What is a soft science?
The term "soft science" is sometimes used to indicate a scientific investigation industry that relies more on conjecture and qualitative analysis than strict adherence to the scientific method. "Soft Science" is often used as pejorative and distinguishes it from "hard science" with the consequence that only hard science is real science. Many areas could be considered as soft science, including social sciences, psychology and anthropology, although in fact these fields are a combination of hard and soft sciences.
In hard science, experiments are the central point. Scientists have created experiments that can be carefully controlled and reproduced, and use these experiments to test hypothesis and collect data that can be analyzed in different ways to collect information about the outcome of the experiment. Hard science relies on direct observation and proud to be as balanced and impartial. The aim is to get to the facts above all.
Soft -story may or may not include experiments depending on field and experimenThese may be harder to control or reproduce. For example, psychological studies have a number of variables that cannot be controlled, making it difficult to analyze data from these experiments or ask other scientists to repeat the experiment. This industry uses conjecture and more open discussion rather than adheres to clearly defined boundaries, facts and topics, and conjecture in soft science can be inevitable experiments and other research.

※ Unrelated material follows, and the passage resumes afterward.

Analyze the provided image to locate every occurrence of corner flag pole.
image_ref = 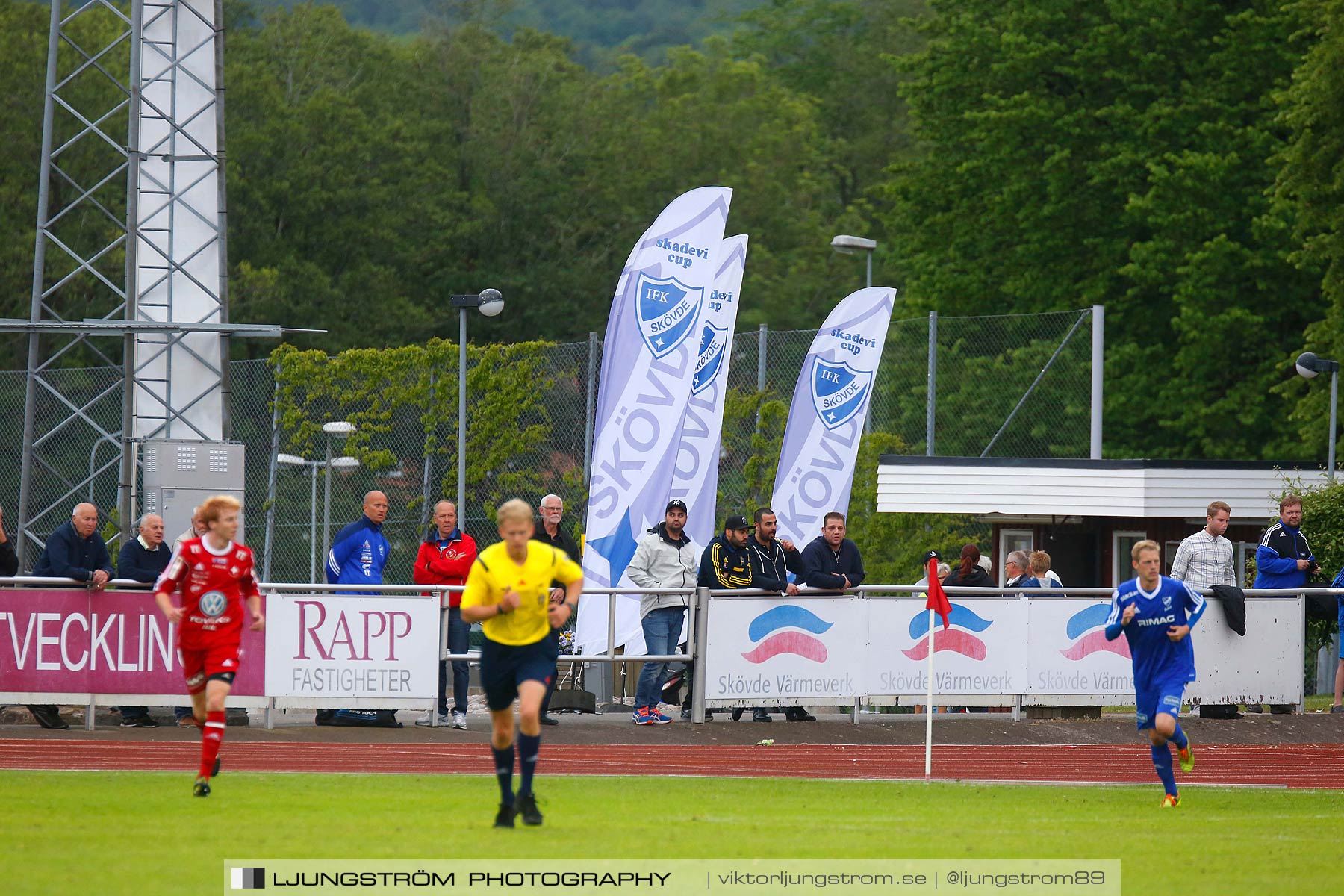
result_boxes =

Psychology is often used as an example of soft science. Some disciplines of psychology certainly tend to be soft, because this science involves exploring the human mind, consciousness and other slippery themes. Psychologists, however, also managed to carry out very successful experiments to test hypotheses, D these experiments were clearly replicable, which shows all the qualities of hard science.

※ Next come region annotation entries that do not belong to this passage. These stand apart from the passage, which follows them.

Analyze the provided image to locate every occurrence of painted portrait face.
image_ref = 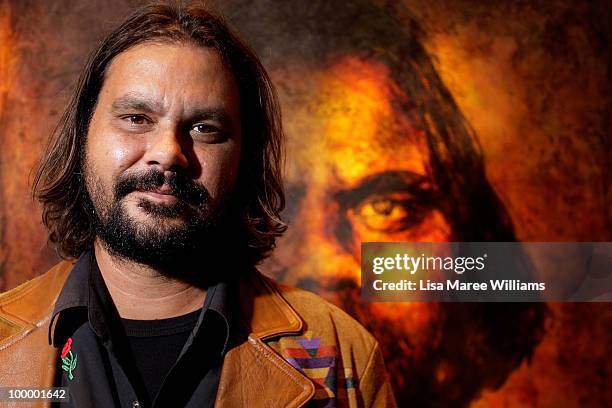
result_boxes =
[264,58,452,388]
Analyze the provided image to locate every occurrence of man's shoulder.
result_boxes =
[0,261,73,346]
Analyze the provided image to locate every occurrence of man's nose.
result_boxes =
[145,127,189,171]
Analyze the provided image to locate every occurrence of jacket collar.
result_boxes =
[45,261,315,408]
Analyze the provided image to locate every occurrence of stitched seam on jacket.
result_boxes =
[249,336,302,385]
[357,343,379,386]
[0,316,49,350]
[0,275,45,306]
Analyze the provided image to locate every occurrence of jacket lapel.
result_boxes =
[215,271,315,408]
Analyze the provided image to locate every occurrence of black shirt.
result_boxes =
[49,252,232,408]
[121,309,202,401]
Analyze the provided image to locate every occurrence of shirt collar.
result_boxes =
[48,251,233,353]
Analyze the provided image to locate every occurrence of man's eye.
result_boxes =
[355,196,426,233]
[123,115,150,125]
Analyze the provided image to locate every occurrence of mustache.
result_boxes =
[115,169,209,206]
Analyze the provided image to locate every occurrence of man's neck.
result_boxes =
[94,242,206,320]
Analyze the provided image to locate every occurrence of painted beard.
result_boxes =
[297,279,546,408]
[86,169,219,270]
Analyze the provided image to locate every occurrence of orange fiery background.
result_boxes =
[0,0,612,407]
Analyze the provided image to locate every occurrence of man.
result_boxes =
[213,0,546,407]
[0,5,395,407]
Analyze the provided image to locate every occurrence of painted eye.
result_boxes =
[355,194,425,233]
[124,115,149,125]
[192,123,219,133]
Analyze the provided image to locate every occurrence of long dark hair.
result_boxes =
[32,4,286,263]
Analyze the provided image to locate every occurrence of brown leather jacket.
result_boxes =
[0,261,395,408]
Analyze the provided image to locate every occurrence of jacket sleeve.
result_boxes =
[359,342,397,408]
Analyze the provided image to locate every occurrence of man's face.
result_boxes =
[84,43,241,263]
[265,58,451,386]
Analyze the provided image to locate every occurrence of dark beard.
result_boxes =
[87,169,220,271]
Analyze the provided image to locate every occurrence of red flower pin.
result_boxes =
[62,337,77,380]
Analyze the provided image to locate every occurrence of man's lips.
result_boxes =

Some people suggest that the boundaries between soft and hard science are largely artificial and that the differencey among them they can be exaggerated. Some scientists agree with this aspect, prefer to distinguish between good and bad science than hard and soft science, and point out that many alleged "hard sciences" such as physics relies on huge jumps of logic and assumptions, especially at higher levels. If Einstein was limited by the limitation of hard science, for example, he would never come up with this theory of relativity, because the theory included a large number of conjecture and scientific jump of faith when he first came with her.